Le gouvernement prévoit aussi des soutiens spécifiques à l'agriculture montagnarde, comme le maintien de l'ICHN (indemnité compensatoire de handicap naturel) à un haut niveau. "Au total, en 2017, l'ICHN renforcée représentera un budget annuel de 1.056 millions d'euros, soit près de 300 millions d'euros de plus que les 550 millions d'euros et les 215 millions d'euros versés en 2013 au titre de l'ICHN et de la prime herbagère environnementale (PHAE), précise le dossier de Matignon.
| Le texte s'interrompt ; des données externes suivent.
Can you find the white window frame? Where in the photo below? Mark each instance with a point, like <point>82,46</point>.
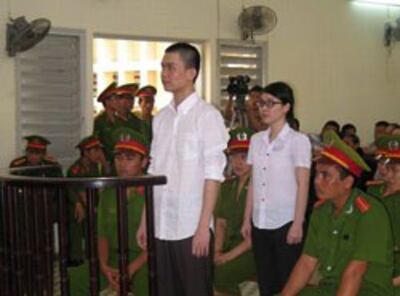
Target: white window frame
<point>83,106</point>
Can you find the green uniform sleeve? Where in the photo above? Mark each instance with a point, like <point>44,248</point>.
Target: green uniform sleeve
<point>219,208</point>
<point>374,237</point>
<point>311,243</point>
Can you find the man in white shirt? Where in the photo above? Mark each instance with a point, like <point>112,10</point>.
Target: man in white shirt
<point>189,138</point>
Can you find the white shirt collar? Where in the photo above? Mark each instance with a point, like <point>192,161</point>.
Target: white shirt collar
<point>186,104</point>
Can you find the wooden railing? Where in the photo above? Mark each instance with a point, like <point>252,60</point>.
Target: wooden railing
<point>27,240</point>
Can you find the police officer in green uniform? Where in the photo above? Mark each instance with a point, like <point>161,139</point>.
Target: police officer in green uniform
<point>389,192</point>
<point>234,261</point>
<point>116,114</point>
<point>91,163</point>
<point>36,155</point>
<point>349,238</point>
<point>125,97</point>
<point>130,157</point>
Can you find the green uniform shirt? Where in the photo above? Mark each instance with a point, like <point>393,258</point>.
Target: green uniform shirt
<point>79,169</point>
<point>230,207</point>
<point>392,204</point>
<point>108,223</point>
<point>107,228</point>
<point>353,235</point>
<point>104,128</point>
<point>55,171</point>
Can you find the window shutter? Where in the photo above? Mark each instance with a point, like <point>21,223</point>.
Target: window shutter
<point>48,85</point>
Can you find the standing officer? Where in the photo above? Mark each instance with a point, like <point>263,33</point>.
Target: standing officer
<point>349,237</point>
<point>389,192</point>
<point>36,155</point>
<point>91,163</point>
<point>125,118</point>
<point>104,122</point>
<point>116,115</point>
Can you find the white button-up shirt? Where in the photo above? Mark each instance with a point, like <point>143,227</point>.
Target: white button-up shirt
<point>274,178</point>
<point>187,147</point>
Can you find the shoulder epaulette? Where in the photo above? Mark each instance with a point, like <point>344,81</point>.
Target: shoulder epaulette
<point>19,161</point>
<point>230,178</point>
<point>319,203</point>
<point>362,204</point>
<point>374,183</point>
<point>50,159</point>
<point>140,190</point>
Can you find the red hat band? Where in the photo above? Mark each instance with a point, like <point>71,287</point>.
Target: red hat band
<point>342,159</point>
<point>132,145</point>
<point>146,94</point>
<point>238,144</point>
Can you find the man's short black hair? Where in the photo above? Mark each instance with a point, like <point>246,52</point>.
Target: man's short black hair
<point>256,88</point>
<point>189,54</point>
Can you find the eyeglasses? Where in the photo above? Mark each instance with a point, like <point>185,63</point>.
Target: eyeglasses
<point>268,103</point>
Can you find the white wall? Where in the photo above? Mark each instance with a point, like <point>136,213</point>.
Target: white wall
<point>331,51</point>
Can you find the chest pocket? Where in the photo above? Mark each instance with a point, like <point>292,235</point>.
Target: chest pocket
<point>347,239</point>
<point>281,156</point>
<point>189,148</point>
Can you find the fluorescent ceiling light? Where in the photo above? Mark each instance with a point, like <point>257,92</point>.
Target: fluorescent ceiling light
<point>383,2</point>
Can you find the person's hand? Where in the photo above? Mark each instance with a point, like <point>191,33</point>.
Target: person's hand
<point>79,212</point>
<point>141,236</point>
<point>295,234</point>
<point>112,276</point>
<point>201,242</point>
<point>246,229</point>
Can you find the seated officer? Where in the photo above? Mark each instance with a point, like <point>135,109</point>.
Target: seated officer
<point>36,155</point>
<point>91,163</point>
<point>389,192</point>
<point>234,261</point>
<point>130,157</point>
<point>349,237</point>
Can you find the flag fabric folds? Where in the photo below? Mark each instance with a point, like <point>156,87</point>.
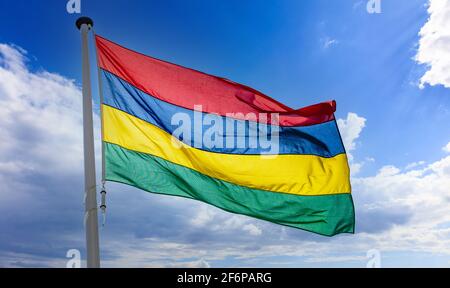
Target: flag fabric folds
<point>176,131</point>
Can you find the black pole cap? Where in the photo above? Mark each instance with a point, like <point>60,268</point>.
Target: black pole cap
<point>84,20</point>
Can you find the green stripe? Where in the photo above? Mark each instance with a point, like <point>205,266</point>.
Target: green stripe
<point>326,215</point>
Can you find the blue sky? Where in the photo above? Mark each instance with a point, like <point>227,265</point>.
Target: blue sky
<point>298,52</point>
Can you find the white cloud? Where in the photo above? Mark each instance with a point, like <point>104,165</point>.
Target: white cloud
<point>434,45</point>
<point>446,148</point>
<point>414,165</point>
<point>252,229</point>
<point>328,42</point>
<point>204,216</point>
<point>350,130</point>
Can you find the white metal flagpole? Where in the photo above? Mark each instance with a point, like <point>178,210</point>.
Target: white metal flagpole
<point>92,238</point>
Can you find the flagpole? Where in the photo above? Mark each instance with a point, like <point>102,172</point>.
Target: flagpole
<point>84,24</point>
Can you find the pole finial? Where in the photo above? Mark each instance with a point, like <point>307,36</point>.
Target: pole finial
<point>84,20</point>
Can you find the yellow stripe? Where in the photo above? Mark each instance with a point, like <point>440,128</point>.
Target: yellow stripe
<point>293,174</point>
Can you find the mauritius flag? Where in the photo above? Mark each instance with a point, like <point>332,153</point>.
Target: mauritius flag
<point>172,130</point>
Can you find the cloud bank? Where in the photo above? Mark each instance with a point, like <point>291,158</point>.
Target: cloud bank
<point>434,45</point>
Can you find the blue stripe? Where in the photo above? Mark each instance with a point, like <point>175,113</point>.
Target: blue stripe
<point>321,139</point>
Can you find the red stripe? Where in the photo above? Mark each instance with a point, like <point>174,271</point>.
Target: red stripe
<point>186,87</point>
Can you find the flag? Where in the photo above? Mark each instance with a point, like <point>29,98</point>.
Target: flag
<point>176,131</point>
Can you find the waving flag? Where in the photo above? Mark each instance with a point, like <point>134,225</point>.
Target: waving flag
<point>176,131</point>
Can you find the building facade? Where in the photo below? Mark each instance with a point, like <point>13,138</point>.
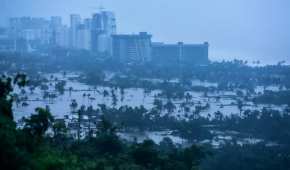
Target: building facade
<point>186,54</point>
<point>132,48</point>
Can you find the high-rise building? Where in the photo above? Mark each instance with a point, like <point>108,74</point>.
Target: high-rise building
<point>75,22</point>
<point>103,27</point>
<point>132,48</point>
<point>83,38</point>
<point>180,53</point>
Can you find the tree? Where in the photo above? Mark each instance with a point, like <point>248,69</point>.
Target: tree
<point>37,124</point>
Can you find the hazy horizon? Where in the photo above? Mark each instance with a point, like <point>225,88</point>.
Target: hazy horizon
<point>242,29</point>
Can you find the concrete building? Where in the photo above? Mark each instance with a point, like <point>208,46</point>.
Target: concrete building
<point>75,22</point>
<point>132,48</point>
<point>83,38</point>
<point>186,54</point>
<point>103,27</point>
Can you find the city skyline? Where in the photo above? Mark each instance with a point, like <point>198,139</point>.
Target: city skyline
<point>242,29</point>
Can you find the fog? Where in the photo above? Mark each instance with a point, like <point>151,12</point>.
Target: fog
<point>243,29</point>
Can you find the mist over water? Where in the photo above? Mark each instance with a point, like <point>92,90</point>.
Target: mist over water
<point>247,30</point>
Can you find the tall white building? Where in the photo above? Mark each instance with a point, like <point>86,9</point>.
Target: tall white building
<point>103,27</point>
<point>83,38</point>
<point>75,22</point>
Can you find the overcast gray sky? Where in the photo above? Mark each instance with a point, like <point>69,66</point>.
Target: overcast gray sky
<point>244,29</point>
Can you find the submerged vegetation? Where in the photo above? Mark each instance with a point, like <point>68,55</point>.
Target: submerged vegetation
<point>189,104</point>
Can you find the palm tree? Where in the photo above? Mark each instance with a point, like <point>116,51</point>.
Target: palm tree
<point>73,106</point>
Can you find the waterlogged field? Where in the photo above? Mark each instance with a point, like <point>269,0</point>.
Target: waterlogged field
<point>86,95</point>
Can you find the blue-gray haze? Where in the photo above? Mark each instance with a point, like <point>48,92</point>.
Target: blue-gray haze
<point>244,29</point>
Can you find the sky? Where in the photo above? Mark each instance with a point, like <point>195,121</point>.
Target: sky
<point>242,29</point>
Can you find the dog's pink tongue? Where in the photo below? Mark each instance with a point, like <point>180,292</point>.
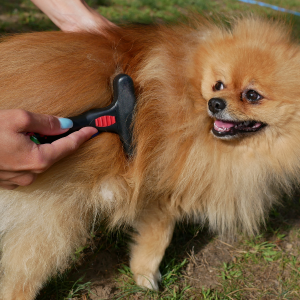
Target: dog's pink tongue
<point>222,124</point>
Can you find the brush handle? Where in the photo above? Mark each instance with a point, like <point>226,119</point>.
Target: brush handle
<point>116,118</point>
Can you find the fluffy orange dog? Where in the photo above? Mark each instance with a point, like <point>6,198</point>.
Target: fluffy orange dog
<point>216,131</point>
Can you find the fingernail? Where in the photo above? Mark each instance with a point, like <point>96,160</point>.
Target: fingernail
<point>65,123</point>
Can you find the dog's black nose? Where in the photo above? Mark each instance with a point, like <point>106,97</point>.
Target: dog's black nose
<point>216,105</point>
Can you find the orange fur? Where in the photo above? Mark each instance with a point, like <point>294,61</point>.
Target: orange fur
<point>179,168</point>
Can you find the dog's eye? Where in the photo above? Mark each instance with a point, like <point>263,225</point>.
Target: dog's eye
<point>219,86</point>
<point>252,95</point>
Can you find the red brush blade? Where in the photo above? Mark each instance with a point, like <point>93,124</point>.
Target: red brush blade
<point>105,121</point>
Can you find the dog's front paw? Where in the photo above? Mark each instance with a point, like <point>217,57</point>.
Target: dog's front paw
<point>149,280</point>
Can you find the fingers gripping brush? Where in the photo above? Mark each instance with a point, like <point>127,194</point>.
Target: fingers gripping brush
<point>116,117</point>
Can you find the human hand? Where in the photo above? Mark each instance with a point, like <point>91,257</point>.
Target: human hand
<point>73,15</point>
<point>20,158</point>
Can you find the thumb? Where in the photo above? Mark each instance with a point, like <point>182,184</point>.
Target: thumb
<point>47,154</point>
<point>43,124</point>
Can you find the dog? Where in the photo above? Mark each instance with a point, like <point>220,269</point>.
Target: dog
<point>216,135</point>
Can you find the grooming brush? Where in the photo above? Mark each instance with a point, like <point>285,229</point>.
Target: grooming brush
<point>116,117</point>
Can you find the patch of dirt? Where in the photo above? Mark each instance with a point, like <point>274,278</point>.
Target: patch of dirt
<point>201,271</point>
<point>102,270</point>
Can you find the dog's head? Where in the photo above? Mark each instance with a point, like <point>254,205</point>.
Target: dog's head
<point>249,78</point>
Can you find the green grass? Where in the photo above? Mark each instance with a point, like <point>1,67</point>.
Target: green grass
<point>272,257</point>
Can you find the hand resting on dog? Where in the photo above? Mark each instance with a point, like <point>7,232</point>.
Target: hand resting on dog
<point>22,159</point>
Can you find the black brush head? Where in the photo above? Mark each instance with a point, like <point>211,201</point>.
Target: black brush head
<point>117,117</point>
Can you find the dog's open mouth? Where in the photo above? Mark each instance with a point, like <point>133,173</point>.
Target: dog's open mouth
<point>229,128</point>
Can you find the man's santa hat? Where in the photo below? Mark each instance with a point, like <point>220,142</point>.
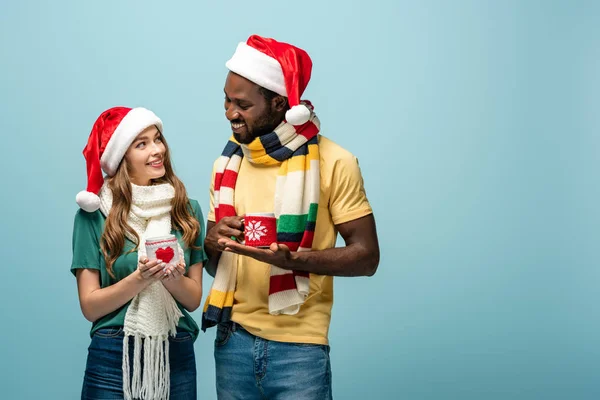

L'Etat continuera à avoir une attention dans la négociation de la prochaine politique agricole commune (PAC) afin de la maintenir à un haut niveau et de conserver les paramètres permettant de la cibler au mieux."

En matière de changement climatique et de transition écologique, à quelques semaines de la COP 21, le gouvernement veut élaborer une nouvelle circulaire sur l'application des dispositions d'urbanisme de la loi montagne pour clarifier des divergences d'interprétation, accompagner et stimuler les initiatives de construction avec les filières locales et renforcer le soutien à la mise en oeuvre des projets de territoire en montagne via un appel à projet "Atelier des territoires en zone de montagne".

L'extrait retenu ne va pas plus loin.